O elenco da montagem, encena nos jardins do Museu da República: seriedade do trabalho
conquista até os adultos


Crítica publicada no Jornal do Brasil – Caderno B
Por Lucia Cerrone – Rio de Janeiro – 13.07.1996

 

Barra

O público escolhe sua trama 

Gaspar Filho, conhecido profissional da arte do esgrima e outras lutas coreográficas, sempre esteve nas fichas técnicas de preparação de elenco em peças que exigiam ação e aventura capa espada. No ano passado, assumiu a direção de seu próprio espetáculo com indiscutível bom gosto. Robin Hood, montado nos jardins da PUC, tinha todos os ingredientes de uma peça onde o público, mesmo sem um convite explícito, acabava se envolvendo na encenação, ou, melhor ainda, se tornava parte integrante do bando de Sherwood. Tarefa nada fácil para espectadores acostumados ao conforto das poltronas do teatro e às vezes completamente avessos aos espetáculos itinerantes.
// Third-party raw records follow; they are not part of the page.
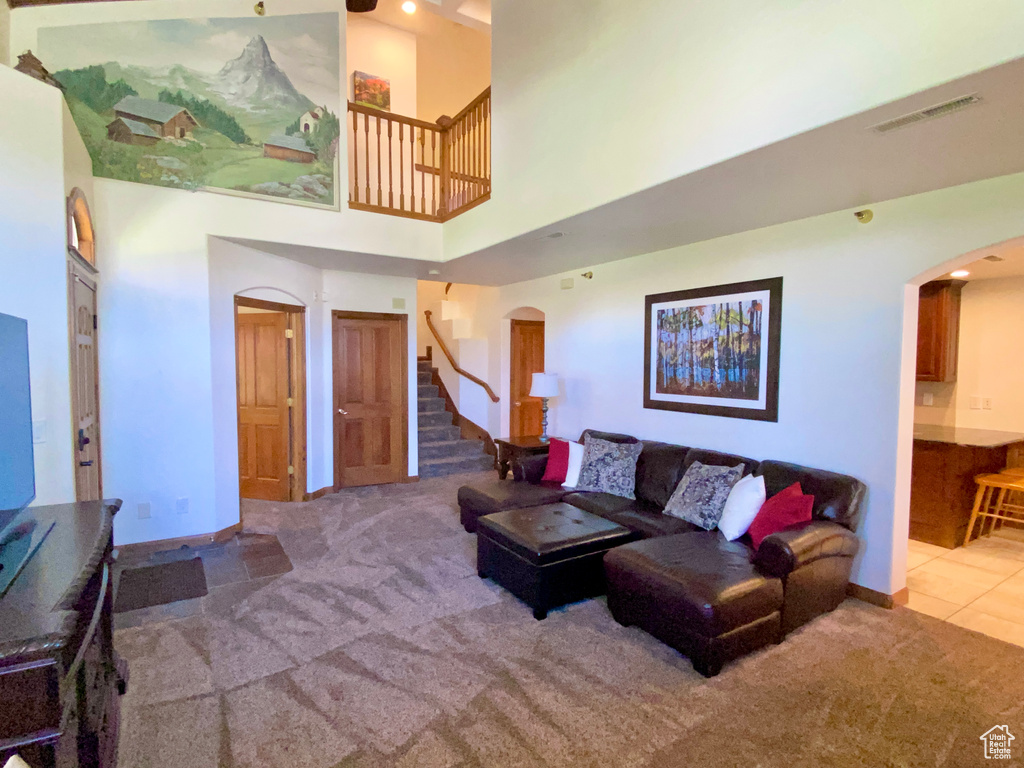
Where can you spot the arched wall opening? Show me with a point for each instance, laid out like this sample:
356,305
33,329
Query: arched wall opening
908,403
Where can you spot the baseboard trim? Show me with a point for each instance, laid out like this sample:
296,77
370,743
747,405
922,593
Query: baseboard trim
879,598
143,549
318,494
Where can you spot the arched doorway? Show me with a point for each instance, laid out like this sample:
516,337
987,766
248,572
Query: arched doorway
962,416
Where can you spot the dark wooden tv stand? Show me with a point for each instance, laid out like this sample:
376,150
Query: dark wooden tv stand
59,677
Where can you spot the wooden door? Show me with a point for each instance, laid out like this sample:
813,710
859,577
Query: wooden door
371,401
261,354
527,358
85,386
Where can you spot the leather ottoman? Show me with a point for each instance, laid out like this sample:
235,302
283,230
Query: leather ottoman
547,556
498,496
696,592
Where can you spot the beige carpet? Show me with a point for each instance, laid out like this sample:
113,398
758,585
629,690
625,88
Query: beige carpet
383,648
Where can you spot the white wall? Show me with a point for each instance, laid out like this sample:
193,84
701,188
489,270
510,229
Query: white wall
454,65
170,407
4,34
34,262
595,99
843,382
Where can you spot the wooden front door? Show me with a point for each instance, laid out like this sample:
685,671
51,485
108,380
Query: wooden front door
527,358
85,386
261,353
371,401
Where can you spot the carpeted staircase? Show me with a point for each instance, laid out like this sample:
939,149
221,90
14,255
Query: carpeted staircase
442,450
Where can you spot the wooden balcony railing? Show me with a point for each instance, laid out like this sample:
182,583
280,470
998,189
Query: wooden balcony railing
408,167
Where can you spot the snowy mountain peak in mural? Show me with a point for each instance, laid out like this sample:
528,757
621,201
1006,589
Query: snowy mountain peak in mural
254,81
208,103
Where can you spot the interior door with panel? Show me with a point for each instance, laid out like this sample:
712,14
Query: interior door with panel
261,349
527,358
85,385
371,401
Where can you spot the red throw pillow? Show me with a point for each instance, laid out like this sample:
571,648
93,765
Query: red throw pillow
558,462
787,507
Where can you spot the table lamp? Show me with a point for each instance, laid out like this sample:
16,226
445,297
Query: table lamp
544,386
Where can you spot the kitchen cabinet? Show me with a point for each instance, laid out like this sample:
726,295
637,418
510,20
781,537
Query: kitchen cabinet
938,330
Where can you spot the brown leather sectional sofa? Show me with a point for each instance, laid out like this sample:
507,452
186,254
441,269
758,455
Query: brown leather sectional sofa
711,599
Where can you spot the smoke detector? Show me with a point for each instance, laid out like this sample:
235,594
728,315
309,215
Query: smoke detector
938,111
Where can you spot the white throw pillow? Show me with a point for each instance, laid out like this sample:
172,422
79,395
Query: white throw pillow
741,507
576,462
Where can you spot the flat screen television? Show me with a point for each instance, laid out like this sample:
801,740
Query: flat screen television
17,477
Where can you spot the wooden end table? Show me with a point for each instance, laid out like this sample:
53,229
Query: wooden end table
510,449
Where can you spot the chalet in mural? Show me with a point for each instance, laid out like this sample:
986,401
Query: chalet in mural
309,120
293,148
29,65
162,120
131,132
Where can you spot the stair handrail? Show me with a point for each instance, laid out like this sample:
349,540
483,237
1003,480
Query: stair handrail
430,324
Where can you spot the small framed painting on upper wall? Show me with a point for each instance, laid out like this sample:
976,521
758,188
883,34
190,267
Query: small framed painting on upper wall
715,350
370,90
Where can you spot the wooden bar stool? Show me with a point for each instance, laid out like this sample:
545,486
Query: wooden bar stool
997,486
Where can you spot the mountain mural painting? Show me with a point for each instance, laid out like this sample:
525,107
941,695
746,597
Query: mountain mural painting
715,350
243,105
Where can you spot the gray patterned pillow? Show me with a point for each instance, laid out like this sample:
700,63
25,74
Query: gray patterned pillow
699,498
609,467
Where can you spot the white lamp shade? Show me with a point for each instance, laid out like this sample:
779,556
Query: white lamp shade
545,385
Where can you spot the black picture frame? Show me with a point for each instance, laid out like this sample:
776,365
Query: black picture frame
695,394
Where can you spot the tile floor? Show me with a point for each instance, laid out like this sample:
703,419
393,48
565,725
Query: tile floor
979,587
233,570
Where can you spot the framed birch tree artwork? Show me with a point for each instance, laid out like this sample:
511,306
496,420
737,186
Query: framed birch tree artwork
715,350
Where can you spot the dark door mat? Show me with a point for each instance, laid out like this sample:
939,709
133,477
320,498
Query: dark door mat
156,585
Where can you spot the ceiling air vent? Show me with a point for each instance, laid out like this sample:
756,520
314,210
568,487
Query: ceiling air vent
938,111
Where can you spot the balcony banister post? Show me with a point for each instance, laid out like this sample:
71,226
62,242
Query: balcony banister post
444,186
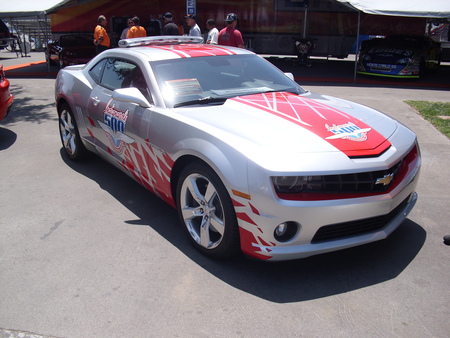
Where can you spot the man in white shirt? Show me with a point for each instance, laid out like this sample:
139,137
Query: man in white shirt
213,34
192,22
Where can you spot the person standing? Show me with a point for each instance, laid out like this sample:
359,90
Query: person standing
101,38
170,28
192,22
213,34
230,36
136,31
125,31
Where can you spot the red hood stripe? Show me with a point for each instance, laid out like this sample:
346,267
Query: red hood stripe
348,134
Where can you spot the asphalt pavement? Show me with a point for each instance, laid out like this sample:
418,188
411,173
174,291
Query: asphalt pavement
87,252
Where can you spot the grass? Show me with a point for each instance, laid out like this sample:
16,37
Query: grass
438,113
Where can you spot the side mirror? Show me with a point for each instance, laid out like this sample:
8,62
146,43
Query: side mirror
132,95
290,75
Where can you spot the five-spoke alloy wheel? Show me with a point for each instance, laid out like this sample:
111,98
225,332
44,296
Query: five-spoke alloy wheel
206,210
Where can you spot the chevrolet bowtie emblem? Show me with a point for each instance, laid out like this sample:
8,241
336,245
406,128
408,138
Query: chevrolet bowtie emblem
385,180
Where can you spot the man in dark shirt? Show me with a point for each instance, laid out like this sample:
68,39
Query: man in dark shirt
170,28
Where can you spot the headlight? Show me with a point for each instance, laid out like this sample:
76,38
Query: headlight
405,61
296,184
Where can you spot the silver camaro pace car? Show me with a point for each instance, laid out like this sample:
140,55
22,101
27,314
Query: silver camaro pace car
251,161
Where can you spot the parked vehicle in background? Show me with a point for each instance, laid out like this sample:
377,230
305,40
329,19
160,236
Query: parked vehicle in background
401,56
5,35
251,160
6,99
71,49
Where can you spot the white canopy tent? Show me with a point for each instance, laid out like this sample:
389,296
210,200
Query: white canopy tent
411,8
30,8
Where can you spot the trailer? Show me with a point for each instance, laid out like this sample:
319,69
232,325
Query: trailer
268,26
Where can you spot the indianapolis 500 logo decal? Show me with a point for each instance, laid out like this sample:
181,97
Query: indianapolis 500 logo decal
348,131
114,126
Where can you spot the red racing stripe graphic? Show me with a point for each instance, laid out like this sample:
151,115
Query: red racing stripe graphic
187,51
348,134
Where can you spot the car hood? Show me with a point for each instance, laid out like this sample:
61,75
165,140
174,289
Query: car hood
285,123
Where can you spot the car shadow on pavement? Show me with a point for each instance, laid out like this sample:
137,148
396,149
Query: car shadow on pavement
7,138
280,282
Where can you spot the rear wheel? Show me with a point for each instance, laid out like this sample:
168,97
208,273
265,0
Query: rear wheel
206,210
70,137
Sonho de uma Noite de Verão, novo espetáculo de Gaspar, nos jardins do Museu da República, põe o espectador na trama como mero assistente. Desfeita a cumplicidade, o espetáculo procura outros encantos, deixando a critério do público escolher sua trama favorita, passando por outras para não perder o fio do enredo.

O texto de Shakespeare, traduzido por Bárbara Heliodora, tem adaptação de Clara Góes e Vinícius Marques. A versão compactada mantém os muitos personagens, tornando a rama confusa em alguns momentos. Teseu e Hipólita preparam seu casamento, mas são interrompidos por Egeu, cidadão importante que apela para a execução da lei ateniense contra a sua filha Hérmia, que se recusa a casar com Demétrio, já que está apaixonada por Lisandro. Hérmia e Lisandro planejam fugir para a floresta, mas caem no erro de contar tudo para Helena, apaixonada por Demétrio, que lhe revela o segredo, a esperança de conseguir seu amor. Na floresta, Oberon e Titânia lutam pela posse de um criado indiano. Oberon recorre a Puck, um espírito da floresta, para pingar uma poção mágica nos olhos de Titânia, que a fará se apaixonar pela primeira pessoa que vir. Mas Oberon vê também Helena implorar pelo amor de Demétrio e resolve tomar partido. Puck se confunde e pinga a poção nos olhos de Lisandro, que abandona Hérmia e se apaixona por Helena. Ainda na floresta um grupo de saltimbancos atenienses ensaia a Lamentável comédia narrando a morte de Piramo e Tisbe.

O enredo cheio de tramas paralelas se dispersa ao olhar do espectador quando este tem que seguir as cenas no espaço aberto. No entanto, na metade do espetáculo, quando o diretor mantém um cenário mais fixo, a encenação se torna muito interessante. As melhores cenas ficam, sem dúvida, com os casais Hérmia e Lisandro, Demétrio e Helena. Nelas se destacam a casualidade, mas não displicência, com que Roberta Mala conduz o seu texto. O tom intimista da atriz conquista a plateia. Melhor ainda, prende sua atenção na história.

Outro bom momento fica com a trupe de atores, que, em uma carroça cenográfica, assinada por José Dias, ensaia a curtíssima peça A Lamentável Comédia Narrando a Morte de Piramo e Tisbe. Exaltando a precariedade e recursos de ator em se fazer entender pela plateia, a trupe comenta sua própria atuação exigindo mais ritmo em algumas sequencias. Na cena, Mário Roberto (tisbe) e Sebastião Lemos (Piramo) expõem todo o seu humor, explicando a plateia o real significado da peça que representam.

Sonho de uma Noite de Verão é um espetáculo itinerante feito com a amor seriedade que, embora tenha sido idealizado para um público jovem, acabou conquistando a plateia adulta.